Before all my data was wiped, I did manage to find the compiler problem that kept causing weirdnesses with the endianness (are there enoungh ness’s now?) with the emulator. And I managed to retain that info (it is a one line fix).
And theoretically, if all we saw at the Keynote is true, not only could Deja IIx due some fancy, very unnecessary graphical animations, but it could be a 64-bit app. Imagine your AppleWorks desktop reading 40GB of free space. Of course, I’m kidding – there is no benefit to the Deja IIx project to use 64-bit, but it is a big step for OS X (it is one of those things that requires a huge amount of engineering, is perfect for a relatively small group of people, but the majority won’t notice any difference).
I have managed to load APLWORKS.SYSTEM into memory and execute the first instruction (again). There are still some pieces not fleshed out in the ProDOS handling, but you got start somewhere.
More importantly, I’m finishing up the work on a new debugger which will allow me to step through the Apple II instructions, set breakpoints, view memory and disassemble the code. The Apple II debugger code is about 80% complete. The Apple II debugger is a necessary part to validate that everything is working (and track down the code if it is not).

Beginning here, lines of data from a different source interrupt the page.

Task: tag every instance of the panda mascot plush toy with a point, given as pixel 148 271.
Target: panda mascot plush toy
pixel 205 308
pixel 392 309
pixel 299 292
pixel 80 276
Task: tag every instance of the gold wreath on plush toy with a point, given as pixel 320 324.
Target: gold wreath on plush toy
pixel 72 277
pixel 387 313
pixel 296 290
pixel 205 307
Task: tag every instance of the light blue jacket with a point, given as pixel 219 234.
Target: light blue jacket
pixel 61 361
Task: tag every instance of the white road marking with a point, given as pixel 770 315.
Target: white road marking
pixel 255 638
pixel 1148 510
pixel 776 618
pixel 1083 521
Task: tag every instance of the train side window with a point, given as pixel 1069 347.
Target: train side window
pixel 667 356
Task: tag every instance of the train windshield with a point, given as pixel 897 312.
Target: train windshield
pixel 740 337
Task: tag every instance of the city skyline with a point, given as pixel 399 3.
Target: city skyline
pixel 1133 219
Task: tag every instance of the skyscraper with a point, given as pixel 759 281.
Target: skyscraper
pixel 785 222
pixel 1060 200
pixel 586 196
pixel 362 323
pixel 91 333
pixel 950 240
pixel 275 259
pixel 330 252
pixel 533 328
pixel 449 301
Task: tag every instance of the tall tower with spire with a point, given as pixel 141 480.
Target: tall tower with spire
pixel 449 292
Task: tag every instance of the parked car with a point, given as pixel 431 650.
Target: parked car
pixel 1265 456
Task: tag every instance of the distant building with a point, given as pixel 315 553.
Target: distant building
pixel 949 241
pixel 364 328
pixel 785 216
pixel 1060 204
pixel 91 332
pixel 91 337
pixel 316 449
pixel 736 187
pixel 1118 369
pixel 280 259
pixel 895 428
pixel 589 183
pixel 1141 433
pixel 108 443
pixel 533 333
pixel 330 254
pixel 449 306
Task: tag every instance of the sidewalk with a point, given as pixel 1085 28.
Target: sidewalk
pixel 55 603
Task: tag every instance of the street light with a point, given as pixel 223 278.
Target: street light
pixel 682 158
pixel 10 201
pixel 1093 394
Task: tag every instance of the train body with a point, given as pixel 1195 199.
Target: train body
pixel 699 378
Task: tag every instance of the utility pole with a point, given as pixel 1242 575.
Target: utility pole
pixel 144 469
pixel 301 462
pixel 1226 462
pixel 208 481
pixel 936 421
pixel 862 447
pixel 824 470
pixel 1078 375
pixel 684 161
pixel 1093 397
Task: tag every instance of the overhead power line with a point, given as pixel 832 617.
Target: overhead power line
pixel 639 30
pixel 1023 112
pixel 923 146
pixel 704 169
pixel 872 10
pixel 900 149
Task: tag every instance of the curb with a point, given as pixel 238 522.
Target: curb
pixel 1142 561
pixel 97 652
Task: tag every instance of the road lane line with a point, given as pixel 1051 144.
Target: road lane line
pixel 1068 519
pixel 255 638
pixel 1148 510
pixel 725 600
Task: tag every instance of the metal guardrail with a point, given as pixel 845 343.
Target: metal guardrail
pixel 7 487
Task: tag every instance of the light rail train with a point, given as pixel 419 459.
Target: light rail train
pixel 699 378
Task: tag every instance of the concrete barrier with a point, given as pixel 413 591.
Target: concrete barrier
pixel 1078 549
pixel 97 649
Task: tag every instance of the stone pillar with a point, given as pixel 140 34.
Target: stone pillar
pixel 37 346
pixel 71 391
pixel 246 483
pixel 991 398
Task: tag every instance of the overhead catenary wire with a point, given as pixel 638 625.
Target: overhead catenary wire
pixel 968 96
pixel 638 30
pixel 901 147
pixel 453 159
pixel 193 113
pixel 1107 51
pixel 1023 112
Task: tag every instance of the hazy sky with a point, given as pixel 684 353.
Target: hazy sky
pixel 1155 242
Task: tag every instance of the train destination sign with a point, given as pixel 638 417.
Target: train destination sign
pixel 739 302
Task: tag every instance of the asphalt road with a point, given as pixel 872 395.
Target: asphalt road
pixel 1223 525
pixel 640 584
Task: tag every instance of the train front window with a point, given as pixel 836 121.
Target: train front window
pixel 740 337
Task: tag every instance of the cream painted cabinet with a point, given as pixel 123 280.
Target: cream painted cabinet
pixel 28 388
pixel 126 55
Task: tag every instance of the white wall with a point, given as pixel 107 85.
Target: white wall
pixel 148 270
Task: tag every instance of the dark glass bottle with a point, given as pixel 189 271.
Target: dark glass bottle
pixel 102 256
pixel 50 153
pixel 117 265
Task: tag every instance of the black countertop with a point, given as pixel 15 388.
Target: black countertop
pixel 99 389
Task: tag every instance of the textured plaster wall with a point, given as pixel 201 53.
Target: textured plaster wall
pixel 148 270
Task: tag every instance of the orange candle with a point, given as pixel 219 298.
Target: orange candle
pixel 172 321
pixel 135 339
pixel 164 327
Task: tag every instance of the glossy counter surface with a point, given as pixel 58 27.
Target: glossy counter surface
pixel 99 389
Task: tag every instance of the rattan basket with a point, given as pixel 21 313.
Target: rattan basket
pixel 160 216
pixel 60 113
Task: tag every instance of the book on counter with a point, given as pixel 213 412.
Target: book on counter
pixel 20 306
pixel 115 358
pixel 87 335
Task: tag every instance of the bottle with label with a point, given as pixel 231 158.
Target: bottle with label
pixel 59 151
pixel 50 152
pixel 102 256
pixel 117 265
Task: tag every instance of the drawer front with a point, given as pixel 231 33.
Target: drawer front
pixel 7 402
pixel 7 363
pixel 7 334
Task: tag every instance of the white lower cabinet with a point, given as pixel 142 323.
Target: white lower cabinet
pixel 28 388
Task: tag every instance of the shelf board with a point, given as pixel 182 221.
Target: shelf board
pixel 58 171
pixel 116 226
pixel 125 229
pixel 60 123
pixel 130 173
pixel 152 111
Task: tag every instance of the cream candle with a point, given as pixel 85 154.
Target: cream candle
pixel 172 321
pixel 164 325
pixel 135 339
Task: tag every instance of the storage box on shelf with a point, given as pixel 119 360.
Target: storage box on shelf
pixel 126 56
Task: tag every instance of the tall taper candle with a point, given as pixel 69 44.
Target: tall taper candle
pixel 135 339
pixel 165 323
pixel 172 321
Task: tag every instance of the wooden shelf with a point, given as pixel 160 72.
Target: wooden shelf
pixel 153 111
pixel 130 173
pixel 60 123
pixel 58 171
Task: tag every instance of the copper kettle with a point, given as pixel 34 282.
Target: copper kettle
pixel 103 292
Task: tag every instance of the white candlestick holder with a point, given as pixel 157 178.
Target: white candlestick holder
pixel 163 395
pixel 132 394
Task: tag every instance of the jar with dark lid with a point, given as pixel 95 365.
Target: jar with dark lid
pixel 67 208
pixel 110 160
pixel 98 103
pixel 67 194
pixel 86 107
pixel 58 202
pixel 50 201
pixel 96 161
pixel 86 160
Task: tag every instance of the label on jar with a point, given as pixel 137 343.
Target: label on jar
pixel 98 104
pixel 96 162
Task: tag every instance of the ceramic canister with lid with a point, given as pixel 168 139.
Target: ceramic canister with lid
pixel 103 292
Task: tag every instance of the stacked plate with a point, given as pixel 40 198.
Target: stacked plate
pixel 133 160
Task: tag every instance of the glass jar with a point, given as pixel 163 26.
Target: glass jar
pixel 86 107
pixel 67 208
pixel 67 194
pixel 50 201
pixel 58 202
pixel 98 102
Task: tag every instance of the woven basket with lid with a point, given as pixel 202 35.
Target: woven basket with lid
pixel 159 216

Also, I was having some inconsistencies with the 65c02 emulator code I found, so I reverted back to the more stable 6502 emulator (I’ll add the needed 65c02 instructions myself).
Two steps forward, one step back.
Even though the code-name is “Phoenix, the Rebirth”, there is still a need to come up with name/version for the final product.
Would it be?
“Deja ][ 2.0”
“Deja ][ vX”
“Deja ][ 10.0”
“Deja ][ X”
No, no, no, no. After much contemplation, the name I went with is:
Much like Apple ][ became Apple //e, Deja ][ becomes Deja //x. The “//” hints at the more modern variation and the “x” suggests Mac OS X support.
Progress continues on Phoenix 2, but it is a much bigger project than I originally envisioned.
Obviously the file system is an important piece as AppleWorks cannot even load itself without it. Deja ][ relied on a native ProDOS emulation which actually reads the files via the Mac OS in response to the ProDOS commands. This allows files to simply reside on the Mac OS hard drive (no funky disk images to deal with). This will continue.
Unfortunately, the ProDOS support code needed a major overhaul. Most of the Mac OS system routines used by Phoenix are now deprecated. I’m now in the process of revamping all the Prodos file handling code to use the more modern OS X APIs.
This brings us one step closer to the first AppleWorks Classic launch under Phoenix 2.
One of the changes in “the Rebirth” is a brand new CPU emulator. This emulator was originally written by Marat Fayzullin and Alex Krasivsky. Marat has written several CPU emulators and his design shows. The design already incorporates the issue of Big vs. Little Endian Host vs. Emulated CPU.
Unfortunately, their CPU is only a 6502 emulator. I figured that I would have to make up the difference (As I recall, AppleWorks 5 requires a 65c02). Luckily Steve Nickolas and Holger Picker took the M6502 emulator and added the 65c02 opcode changes.
Will this result in improved performance? It is hard to tell at this stage.
It also adds some additional work. The tight coupling to the CPU in the native routines has to be changed to use accessors (so it doesn’t have to directly know what the CPU or memory looks like).